Explaining Bayesian Neural Networks
Kirill Bykov, Marina M. -C. Höhne, Adelaida Creosteanu, Klaus-Robert Müller, Frederick Klauschen, Shinichi Nakajima, Marius Kloft
TL;DR
This paper addresses the gap in Explainable AI for Bayesian Neural Networks by treating local explanations as distributions induced by the posterior over weights, $p(W|\mathcal{D}_{tr})$, and sampling multiple explanation maps to quantify uncertainty in explanations. It introduces a method-agnostic framework (UAI) that computes mean explanations and constructs Union/Intersection aggregations, plus an uncertainty-aware variant UAI^+ and clustering to reveal multi-modal explanation strategies. A key theoretical result shows that, for linear attribution operators, the explanation of the predictive mean equals the mean of explanations, enabling efficient summarization of the average behavior. Empirical results on CMNIST, ImageNet, and a pathology use case demonstrate that incorporating explanation uncertainty improves interpretability, highlights diverse reasoning modes, and aids in detecting spurious cues (Clever Hans), though the work is limited by the chosen posterior approximation and the need for dedicated metrics for explanation distributions. Overall, the framework provides a practical, scalable path to uncertainty-aware XAI, with potential impact for safety-critical deployment and more nuanced model debugging in real-world tasks.
Abstract
To advance the transparency of learning machines such as Deep Neural Networks (DNNs), the field of Explainable AI (XAI) was established to provide interpretations of DNNs' predictions. While different explanation techniques exist, a popular approach is given in the form of attribution maps, which illustrate, given a particular data point, the relevant patterns the model has used for making its prediction. Although Bayesian models such as Bayesian Neural Networks (BNNs) have a limited form of transparency built-in through their prior weight distribution, they lack explanations of their predictions for given instances.
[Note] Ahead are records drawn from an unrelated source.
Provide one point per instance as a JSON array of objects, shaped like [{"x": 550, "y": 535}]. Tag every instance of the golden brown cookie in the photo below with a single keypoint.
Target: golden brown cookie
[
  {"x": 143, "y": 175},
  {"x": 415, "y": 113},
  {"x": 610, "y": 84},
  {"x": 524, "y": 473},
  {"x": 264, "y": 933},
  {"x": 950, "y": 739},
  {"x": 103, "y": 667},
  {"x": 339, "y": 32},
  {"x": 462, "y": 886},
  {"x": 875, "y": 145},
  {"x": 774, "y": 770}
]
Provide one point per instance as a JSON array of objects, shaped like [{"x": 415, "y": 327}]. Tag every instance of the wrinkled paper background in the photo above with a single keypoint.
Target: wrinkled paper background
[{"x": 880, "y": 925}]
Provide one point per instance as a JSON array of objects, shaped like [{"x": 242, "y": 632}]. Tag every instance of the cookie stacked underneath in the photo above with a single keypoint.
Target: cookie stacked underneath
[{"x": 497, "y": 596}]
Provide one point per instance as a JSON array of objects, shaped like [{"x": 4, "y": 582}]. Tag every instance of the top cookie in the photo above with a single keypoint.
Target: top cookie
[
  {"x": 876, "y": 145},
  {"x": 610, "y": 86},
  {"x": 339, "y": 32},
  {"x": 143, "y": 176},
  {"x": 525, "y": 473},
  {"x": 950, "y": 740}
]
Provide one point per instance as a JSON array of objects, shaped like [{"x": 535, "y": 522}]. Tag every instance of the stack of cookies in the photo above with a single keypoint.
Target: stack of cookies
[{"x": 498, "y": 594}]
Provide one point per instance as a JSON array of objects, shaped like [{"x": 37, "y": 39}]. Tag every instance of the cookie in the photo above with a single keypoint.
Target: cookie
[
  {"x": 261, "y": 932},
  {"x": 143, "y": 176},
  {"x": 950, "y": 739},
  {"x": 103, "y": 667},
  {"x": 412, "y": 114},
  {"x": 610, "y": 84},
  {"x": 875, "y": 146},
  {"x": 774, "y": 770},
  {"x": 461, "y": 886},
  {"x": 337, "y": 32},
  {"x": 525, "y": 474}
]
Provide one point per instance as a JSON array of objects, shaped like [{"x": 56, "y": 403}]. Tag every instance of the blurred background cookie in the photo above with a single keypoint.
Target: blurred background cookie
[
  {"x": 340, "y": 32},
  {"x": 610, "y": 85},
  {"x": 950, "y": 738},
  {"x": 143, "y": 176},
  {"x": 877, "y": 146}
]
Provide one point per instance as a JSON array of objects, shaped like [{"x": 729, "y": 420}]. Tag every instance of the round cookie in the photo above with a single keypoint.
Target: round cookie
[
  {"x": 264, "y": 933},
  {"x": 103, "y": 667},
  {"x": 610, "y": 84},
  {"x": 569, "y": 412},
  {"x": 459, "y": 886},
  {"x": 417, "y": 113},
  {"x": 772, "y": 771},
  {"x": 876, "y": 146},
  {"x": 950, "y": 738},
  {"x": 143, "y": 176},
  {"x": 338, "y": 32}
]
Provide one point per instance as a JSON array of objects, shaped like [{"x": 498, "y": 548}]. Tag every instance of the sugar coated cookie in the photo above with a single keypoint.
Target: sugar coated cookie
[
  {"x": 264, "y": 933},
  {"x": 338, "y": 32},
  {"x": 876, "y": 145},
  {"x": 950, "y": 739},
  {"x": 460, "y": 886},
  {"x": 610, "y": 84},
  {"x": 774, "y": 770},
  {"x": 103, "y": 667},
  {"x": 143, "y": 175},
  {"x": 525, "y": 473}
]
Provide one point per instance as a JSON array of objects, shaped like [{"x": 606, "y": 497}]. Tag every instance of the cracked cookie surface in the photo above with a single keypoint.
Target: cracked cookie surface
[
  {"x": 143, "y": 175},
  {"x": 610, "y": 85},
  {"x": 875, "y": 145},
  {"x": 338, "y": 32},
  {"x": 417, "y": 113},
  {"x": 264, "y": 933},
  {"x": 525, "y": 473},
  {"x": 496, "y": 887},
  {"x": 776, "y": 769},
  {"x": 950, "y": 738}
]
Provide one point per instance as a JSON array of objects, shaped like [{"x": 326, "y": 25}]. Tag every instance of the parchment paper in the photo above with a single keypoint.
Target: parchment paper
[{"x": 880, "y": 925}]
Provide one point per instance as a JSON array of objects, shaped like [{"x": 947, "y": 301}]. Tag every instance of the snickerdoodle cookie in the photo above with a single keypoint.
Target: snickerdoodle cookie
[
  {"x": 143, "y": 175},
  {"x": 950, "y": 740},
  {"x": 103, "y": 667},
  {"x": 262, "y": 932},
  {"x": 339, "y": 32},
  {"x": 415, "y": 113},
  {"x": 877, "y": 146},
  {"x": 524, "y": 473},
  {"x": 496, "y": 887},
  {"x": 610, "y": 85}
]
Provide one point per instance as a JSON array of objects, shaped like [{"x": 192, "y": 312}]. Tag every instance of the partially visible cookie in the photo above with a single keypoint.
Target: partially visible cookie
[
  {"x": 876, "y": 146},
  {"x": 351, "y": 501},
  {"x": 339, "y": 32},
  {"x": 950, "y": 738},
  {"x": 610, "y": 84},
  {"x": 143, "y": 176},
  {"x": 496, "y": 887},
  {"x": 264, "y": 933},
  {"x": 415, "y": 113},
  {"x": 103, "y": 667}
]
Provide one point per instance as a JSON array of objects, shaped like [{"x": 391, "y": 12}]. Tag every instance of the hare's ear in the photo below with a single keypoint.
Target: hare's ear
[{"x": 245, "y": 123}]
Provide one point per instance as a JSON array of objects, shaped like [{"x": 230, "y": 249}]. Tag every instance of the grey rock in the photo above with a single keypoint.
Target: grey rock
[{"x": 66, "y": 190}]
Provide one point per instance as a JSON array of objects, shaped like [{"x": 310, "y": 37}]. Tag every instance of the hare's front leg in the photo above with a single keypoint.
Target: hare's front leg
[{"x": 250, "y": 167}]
In this work, we take a step toward combining these two perspectives by examining how local attributions can be extended to BNNs. Within the Bayesian framework, network weights follow a probability distribution; hence, the standard point explanation extends naturally to an explanation distribution. Viewing explanations probabilistically, we aggregate and analyze multiple local attributions drawn from an approximate posterior to explore variability in explanation patterns. The diversity of explanations offers a way to further explore how predictive rationales may vary across posterior samples. Quantitative and qualitative experiments on toy and benchmark data, as well as on a real-world pathology dataset, illustrate that our framework enriches standard explanations with uncertainty information and may support the visualization of explanation stability.